Why potash companies may be great for value investors (Part 4 of 11)

(Continued from Part 3)

Nutrient removal

When farmers experience record yields and production years, a large amount of nutrient would have been absorbed by plants and removed from the soil. This means farmers will have to replenish to maintain nutrient content in the soil.

Revised potash application

Potash Corp.’s (POT) market analysis report showed that recent Iowa State University research report had revised potash application guidelines for various crops grown in the state. The new guidelines suggest farmers should be applying more potash at most defined soil test ranges.
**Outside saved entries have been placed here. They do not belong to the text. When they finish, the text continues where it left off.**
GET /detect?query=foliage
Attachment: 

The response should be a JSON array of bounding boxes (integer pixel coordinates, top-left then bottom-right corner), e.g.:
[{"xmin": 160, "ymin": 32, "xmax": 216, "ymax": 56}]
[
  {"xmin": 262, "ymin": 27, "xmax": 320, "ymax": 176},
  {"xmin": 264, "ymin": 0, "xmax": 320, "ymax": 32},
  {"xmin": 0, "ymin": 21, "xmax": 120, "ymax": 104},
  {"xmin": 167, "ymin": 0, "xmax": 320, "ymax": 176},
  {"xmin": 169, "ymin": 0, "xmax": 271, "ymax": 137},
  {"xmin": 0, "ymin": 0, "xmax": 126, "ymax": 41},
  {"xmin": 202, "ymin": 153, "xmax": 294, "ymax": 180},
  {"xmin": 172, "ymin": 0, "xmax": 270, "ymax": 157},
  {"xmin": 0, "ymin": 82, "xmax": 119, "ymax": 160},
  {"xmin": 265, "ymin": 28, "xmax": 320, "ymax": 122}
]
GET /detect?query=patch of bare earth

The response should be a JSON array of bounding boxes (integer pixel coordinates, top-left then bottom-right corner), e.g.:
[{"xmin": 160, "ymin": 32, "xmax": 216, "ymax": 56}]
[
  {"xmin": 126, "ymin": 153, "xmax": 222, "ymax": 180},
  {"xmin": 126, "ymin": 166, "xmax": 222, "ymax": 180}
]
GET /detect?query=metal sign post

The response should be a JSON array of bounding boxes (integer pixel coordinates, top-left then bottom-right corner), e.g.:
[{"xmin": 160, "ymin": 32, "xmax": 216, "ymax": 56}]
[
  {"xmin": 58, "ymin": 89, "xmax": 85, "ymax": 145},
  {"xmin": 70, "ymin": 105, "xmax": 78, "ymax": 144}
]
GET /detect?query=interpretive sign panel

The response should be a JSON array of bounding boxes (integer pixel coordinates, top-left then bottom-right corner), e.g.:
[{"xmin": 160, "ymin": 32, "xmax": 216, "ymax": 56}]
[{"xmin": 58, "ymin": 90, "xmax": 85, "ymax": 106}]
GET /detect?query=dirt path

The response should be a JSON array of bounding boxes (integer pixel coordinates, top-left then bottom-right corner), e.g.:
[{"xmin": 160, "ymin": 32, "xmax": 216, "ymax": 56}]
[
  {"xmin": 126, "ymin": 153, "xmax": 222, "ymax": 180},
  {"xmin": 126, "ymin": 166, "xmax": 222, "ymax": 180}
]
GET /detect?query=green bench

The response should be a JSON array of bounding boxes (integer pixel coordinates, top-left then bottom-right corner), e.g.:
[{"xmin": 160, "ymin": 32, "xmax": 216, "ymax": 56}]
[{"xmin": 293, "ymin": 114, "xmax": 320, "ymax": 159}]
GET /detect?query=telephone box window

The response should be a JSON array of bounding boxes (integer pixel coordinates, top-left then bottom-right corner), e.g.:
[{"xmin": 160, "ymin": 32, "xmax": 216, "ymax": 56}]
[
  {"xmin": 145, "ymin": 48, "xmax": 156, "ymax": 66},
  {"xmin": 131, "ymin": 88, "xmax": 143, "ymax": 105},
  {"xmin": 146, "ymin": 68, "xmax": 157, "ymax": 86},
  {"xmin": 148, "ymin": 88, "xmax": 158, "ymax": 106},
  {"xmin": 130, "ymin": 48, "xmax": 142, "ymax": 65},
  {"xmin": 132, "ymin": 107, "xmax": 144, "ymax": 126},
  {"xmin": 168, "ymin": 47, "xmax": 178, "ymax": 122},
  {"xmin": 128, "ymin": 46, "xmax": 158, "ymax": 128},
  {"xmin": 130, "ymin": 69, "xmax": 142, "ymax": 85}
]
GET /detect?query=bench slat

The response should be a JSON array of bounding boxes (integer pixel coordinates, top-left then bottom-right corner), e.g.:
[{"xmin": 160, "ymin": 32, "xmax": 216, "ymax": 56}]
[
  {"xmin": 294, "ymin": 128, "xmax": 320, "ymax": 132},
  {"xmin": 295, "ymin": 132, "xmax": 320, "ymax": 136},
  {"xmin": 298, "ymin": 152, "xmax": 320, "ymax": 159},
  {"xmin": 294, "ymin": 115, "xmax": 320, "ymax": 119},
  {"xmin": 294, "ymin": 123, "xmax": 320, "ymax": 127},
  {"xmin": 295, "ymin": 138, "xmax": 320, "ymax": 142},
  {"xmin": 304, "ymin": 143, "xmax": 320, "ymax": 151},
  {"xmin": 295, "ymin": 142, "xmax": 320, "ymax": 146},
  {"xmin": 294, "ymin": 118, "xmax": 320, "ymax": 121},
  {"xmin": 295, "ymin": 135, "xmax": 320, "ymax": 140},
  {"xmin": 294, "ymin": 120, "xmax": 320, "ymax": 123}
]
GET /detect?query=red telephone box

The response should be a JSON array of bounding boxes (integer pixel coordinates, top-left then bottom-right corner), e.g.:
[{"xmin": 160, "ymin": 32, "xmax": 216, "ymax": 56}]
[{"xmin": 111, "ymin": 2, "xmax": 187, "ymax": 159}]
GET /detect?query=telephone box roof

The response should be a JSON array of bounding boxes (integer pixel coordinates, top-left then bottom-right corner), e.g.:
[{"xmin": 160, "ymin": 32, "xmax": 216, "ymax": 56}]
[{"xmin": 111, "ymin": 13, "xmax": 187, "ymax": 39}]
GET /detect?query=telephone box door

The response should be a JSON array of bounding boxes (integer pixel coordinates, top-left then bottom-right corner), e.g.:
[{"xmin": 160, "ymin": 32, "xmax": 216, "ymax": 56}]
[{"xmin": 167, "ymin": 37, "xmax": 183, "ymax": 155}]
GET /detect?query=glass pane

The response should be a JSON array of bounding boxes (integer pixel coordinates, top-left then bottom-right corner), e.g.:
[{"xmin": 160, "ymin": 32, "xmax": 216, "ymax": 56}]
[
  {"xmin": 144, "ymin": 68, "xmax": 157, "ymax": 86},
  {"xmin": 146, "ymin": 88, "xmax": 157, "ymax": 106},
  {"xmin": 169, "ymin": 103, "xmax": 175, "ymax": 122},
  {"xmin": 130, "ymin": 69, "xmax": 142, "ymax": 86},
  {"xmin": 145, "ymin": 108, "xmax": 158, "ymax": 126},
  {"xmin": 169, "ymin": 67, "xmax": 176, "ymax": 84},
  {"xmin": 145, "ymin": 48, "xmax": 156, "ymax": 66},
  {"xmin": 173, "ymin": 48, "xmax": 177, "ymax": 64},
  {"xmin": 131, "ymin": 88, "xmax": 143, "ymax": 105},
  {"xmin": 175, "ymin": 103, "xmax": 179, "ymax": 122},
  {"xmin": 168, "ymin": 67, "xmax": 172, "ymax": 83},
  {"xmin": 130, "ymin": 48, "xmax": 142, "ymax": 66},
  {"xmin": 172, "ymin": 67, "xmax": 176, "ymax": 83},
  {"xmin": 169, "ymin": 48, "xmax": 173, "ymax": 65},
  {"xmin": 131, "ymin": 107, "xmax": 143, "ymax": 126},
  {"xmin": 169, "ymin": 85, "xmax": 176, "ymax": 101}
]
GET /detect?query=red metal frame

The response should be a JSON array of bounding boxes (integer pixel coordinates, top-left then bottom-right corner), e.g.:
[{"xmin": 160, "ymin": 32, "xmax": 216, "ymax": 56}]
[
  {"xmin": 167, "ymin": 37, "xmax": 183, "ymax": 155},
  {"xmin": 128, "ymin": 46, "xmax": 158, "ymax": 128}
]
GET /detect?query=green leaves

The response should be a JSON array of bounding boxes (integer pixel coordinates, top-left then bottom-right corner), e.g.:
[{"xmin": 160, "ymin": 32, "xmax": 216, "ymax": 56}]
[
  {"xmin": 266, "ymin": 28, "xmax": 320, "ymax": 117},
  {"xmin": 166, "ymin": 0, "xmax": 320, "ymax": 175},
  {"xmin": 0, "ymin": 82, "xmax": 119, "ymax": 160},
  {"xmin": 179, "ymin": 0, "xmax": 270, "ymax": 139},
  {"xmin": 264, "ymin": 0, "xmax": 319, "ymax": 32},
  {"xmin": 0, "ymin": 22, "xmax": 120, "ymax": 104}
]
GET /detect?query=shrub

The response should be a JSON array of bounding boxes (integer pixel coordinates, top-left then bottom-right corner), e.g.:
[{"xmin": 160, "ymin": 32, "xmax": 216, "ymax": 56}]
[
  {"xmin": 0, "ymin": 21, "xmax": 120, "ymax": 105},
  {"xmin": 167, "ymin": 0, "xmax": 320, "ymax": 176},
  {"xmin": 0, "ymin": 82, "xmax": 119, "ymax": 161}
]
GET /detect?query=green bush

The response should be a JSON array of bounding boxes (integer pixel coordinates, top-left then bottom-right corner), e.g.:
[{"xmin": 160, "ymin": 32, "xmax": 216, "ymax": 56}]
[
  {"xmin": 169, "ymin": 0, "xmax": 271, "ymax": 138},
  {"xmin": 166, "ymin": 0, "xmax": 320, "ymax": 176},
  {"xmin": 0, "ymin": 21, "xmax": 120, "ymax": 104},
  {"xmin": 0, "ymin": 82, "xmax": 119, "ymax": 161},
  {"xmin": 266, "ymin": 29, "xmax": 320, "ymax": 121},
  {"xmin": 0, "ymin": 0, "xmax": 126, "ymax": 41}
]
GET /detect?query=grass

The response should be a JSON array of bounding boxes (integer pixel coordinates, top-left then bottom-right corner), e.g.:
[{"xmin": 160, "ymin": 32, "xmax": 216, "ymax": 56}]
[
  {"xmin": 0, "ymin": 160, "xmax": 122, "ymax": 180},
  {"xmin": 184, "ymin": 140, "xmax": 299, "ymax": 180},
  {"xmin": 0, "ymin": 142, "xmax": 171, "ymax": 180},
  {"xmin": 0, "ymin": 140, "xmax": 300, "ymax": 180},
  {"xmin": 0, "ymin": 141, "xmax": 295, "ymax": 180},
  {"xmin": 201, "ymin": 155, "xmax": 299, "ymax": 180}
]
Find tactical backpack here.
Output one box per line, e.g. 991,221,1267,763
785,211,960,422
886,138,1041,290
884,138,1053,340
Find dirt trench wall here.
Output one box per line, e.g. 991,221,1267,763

A soil test measures the availability of nutrients that plants could uptake.

Recommendation to use more

A soil test level of 150 ppm (similar to the North American median soil test K level) would result in a K2O recommendation of 45 pounds per acre. With the new recommendations, the same soil test level would lead to a recommendation of 80 pounds per acre. This is a huge jump, particularly for corn.

Potash management believes that the study could impact recommendations in nearby states and could be a catalyst for other universities to evaluate recommended rates, which hasn’t been revised for several years.

Farmers could still delay purchases

While this research is encouraging for potash’s long-term prospects, investors should note that farmers’ purchase of fertilizers for the respective marketable year has been more highly correlated with the acreage of corn being planted in the next year.

This likely means farmers are more likely to postpone purchases of fertilizers until they see a more immediate need and use. In the meantime, they will look to find better use of cash. Plus, if farmers expect prices for fertilizers to drop, there’s more of an incentive to delay purchases. So investors may not see most of the demand return—at least not until a few months into the year.